Tauranga's Charlie Rahiri, 35, said yesterday's interest rate rise was manageable but made saving difficult. Photo / George Novak
Tauranga's Charlie Rahiri, 35, said yesterday's interest rate rise was manageable but made saving difficult. Photo / George Novak
The fourth rise in the official cash rate this year will add about $50 a month to the average person's mortgage repayments but Tauranga home owners are taking it in their stride.
The Reserve Bank increased the official cash rate by 0.25 per cent yesterday and banks looked to beset to follow suit.
Mark Lister of Craig's Investment Partners said a person with a $300,000 mortgage on a floating interest rate would see their repayments go up about $10 to $11 a week. "I think most people have probably fixed their mortgage interest rates by now. None of this is any surprise. I think today's move by the Reserve Bank is probably the last one we'll see until next year," he said. "It's not huge in the scheme of things but I guess if you look at where the market rates were at the start of the year it's probably more significant. You're probably getting close to $180 to $200 a month."
Despite the regular increases, interest rates were still low compared to past levels, Mr Lister said. "The reason they are going up is because the economy is going well, unemployment is going down. The price we pay for things improving is that interest rates have to come back to more normal levels."
Tauranga man Charlie Rahiri, 35, said the increase would not change they way his family spent money but it made saving difficult. "Every little bit means you have to pay more. It counts at the end of the week. We'd like to try and save but the reality of that's just getting further and further away," he said. "It's just something you've got to be wary of and just keep an eye on. If that goes up everything else goes up as well."
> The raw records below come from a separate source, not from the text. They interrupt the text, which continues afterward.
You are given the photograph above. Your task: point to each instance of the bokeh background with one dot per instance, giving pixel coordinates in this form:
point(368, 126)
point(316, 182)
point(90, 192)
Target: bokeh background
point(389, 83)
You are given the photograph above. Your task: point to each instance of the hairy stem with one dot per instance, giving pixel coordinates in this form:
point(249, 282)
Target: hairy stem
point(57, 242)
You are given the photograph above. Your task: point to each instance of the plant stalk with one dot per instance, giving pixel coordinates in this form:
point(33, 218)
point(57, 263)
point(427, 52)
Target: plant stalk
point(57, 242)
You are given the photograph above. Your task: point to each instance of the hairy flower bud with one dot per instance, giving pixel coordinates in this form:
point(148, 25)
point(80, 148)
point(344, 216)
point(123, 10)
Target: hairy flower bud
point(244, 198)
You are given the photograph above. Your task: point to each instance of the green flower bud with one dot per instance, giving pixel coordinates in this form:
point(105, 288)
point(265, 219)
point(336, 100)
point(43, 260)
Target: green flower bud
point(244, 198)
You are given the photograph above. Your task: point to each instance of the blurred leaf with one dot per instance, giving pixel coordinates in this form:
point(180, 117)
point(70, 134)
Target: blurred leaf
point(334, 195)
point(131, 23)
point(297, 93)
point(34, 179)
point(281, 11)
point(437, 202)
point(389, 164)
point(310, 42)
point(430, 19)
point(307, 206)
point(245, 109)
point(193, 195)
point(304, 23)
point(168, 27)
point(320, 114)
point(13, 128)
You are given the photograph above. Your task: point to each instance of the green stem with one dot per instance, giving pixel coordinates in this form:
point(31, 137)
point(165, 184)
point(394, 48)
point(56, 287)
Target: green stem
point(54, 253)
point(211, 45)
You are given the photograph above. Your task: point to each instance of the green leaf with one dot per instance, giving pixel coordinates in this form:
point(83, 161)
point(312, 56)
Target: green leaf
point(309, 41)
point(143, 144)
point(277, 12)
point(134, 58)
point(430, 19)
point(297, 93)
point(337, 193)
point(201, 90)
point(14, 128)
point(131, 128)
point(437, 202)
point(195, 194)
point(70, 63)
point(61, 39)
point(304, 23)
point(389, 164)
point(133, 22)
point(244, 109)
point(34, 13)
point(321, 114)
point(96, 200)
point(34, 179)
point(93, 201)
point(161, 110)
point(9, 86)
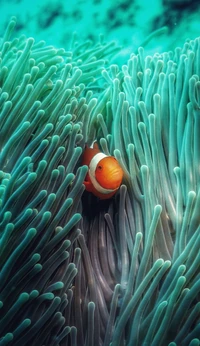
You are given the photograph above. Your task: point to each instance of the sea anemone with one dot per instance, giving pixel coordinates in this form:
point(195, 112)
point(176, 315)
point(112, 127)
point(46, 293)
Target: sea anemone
point(76, 270)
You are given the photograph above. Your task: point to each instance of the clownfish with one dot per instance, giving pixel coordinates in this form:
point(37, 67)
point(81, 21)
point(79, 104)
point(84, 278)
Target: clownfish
point(104, 175)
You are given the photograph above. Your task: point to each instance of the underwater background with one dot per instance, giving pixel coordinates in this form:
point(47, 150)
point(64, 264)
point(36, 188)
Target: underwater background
point(76, 270)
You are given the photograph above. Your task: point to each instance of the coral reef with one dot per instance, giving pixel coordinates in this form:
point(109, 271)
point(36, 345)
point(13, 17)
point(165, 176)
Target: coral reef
point(76, 270)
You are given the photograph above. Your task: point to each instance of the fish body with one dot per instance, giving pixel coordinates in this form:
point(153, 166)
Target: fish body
point(104, 175)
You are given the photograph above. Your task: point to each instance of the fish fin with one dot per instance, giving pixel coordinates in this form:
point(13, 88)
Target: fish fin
point(95, 145)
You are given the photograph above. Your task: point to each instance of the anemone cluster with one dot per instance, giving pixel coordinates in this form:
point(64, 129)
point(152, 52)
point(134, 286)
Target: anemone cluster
point(76, 270)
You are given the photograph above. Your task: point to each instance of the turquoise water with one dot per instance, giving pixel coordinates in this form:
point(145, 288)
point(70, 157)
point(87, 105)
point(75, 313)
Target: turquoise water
point(77, 269)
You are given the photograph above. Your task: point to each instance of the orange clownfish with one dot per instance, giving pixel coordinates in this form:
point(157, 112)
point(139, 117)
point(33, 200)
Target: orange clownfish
point(104, 175)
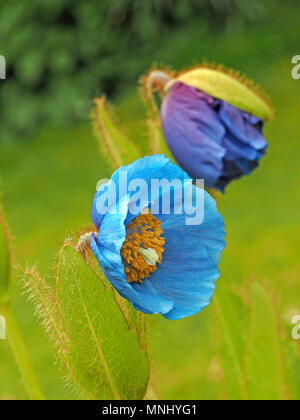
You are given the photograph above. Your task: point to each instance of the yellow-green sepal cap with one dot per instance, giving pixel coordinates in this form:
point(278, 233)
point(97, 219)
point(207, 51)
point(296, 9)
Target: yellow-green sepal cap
point(228, 86)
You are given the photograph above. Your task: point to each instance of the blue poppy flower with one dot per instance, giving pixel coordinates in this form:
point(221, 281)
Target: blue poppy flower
point(210, 138)
point(157, 261)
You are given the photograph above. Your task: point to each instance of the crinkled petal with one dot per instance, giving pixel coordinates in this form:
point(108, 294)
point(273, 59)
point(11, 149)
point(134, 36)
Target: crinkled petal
point(210, 138)
point(189, 266)
point(193, 132)
point(145, 169)
point(107, 249)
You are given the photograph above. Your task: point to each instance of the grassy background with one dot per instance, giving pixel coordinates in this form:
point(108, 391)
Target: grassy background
point(49, 182)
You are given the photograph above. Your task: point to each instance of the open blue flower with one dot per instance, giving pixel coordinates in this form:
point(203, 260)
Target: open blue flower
point(210, 138)
point(157, 261)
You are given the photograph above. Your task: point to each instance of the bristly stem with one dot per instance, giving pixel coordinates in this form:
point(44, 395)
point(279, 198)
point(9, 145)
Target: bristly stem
point(19, 350)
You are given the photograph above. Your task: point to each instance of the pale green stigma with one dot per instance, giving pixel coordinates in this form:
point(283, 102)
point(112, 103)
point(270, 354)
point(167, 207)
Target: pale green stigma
point(150, 256)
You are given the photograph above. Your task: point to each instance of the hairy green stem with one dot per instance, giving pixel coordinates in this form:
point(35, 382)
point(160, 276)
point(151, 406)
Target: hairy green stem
point(19, 350)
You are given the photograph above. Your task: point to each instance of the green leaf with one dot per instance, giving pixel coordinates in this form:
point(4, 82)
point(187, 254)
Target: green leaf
point(232, 315)
point(291, 350)
point(263, 359)
point(99, 336)
point(228, 86)
point(120, 151)
point(158, 143)
point(5, 257)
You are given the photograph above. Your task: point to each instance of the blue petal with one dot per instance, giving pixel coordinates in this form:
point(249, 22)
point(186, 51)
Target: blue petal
point(107, 249)
point(189, 266)
point(210, 138)
point(193, 132)
point(146, 169)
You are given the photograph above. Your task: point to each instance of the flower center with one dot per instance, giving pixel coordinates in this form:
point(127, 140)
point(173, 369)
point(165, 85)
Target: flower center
point(143, 247)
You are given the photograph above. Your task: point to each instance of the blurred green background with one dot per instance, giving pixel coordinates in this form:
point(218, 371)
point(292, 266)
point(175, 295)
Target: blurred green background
point(60, 54)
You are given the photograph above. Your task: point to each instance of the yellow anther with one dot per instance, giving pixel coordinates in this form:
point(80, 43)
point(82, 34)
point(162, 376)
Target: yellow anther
point(143, 247)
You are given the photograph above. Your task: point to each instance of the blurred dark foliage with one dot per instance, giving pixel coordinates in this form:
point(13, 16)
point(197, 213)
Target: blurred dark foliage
point(61, 53)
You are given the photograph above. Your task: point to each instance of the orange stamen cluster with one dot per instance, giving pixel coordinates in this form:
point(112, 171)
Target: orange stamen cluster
point(142, 232)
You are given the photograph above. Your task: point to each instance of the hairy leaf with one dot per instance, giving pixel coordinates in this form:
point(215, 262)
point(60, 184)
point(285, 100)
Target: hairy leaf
point(120, 151)
point(292, 356)
point(99, 336)
point(5, 257)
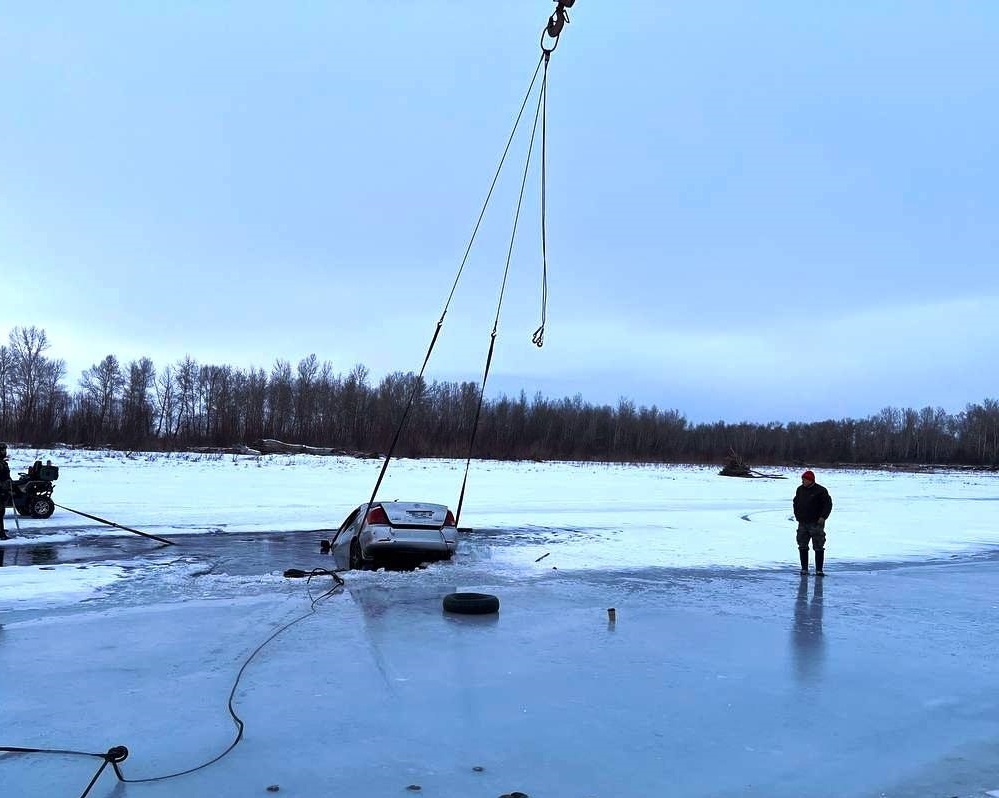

Bethlehem resident Lance Graham, 44, said the rise would not affect him now but would be felt in two years time when his fixed term interest rate came to an end. "It will be a big change. We realise we've got to be ready for it." Budget Advisory Service manager Diane Bruin said the rise was a concern because it put more pressure on people with mortgages. "It's using up available funds that they need for other things," she said. Frank McLean, mortgage adviser at Mortgage Express, said people should look at fixing their interest rate but had some time as it was unlikely to go up again this year. Chris Rapson of Rapson Loans and Finance said the four increases would add up during the year and be difficult to manage with little or no wage growth.